For every strategy, there is a counter strategy; they win only if we don’t counter with something better.
Today I feel hopeful, since looking at how the grassroots progressives beat the Koch brothers and Valero Oil here in CA, by defeating Prop 23, and how Jerry Brown beat Meg Whitman, shows me that we CAN win, by being honest with voters about who we are and what we stand for.
Redshift
@Chuck Butcher: Let them all expire. Political optics is the only reason not to. They didn’t do a damn thing to help the economy, and letting them expire won’t do a damn thing to hurt it. In my fantasy world which politicians inconveniently refuse to inhabit, the country would also thereby learn that “of course we must not raise anyone’s taxes when the economy is bad” which everyone now “knows” to be true, is actually conservative BS.
elmo
@ChrisS:
I’m heading off to find a therapist, and I’m sending you the bill.
4tehlulz
Fed in “Fuck it, I’m going deep.” mode:
Paris
Peak wing nut would be helped along if Miller wins in Alaska. I would rather that a Palin pal lose, but given the choice between Miller and Murkowski, I prefer Miller. He’s stupid enough to not be able to disguise the corruption endemic to Alaska and his stupidity can’t help but hurt the TP brand.
Violet
@Tim F.:
True to a certain extent, but they’re no longer just comparing themselves to other Americans and maybe a few people in soshulist, commie Europe. Now there are very rich people in China and India and some in Brazil too. Other countries are coming along as well.

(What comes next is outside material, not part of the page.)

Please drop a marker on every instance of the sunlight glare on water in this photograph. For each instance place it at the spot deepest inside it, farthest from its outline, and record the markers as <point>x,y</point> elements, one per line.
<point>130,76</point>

It’s one thing to be able to control the political narrative in the US, but when that’s your home and that’s where the bulk of your currency and influence is, but the action is no longer there, well, that’s a little different. If the US economy stays in the toilet and those other economies are booming, then they’ll want to invest in those places (probably already have). But they won’t begin to have the influence they have here.
Does that make them far enough ahead of the proles to keep them happy? How’s that going to work?
MattR
@liberty60: So then the more interesting question to me is “Do Republicans benefit more in 2012 if the economy gets better and Democrats take steps to take credit, or if the economy takes a steep and painful dive and Democrats doggedly blame it on Republican intransigence?”
Redshift
@Elie: I think it’s important not to buy into the notion that the enthusiasm gap was “dispirited Dems.” Nate and others have presented evidence that the majority of the gap was that Republicans were very energized, not that Dems were discouraged.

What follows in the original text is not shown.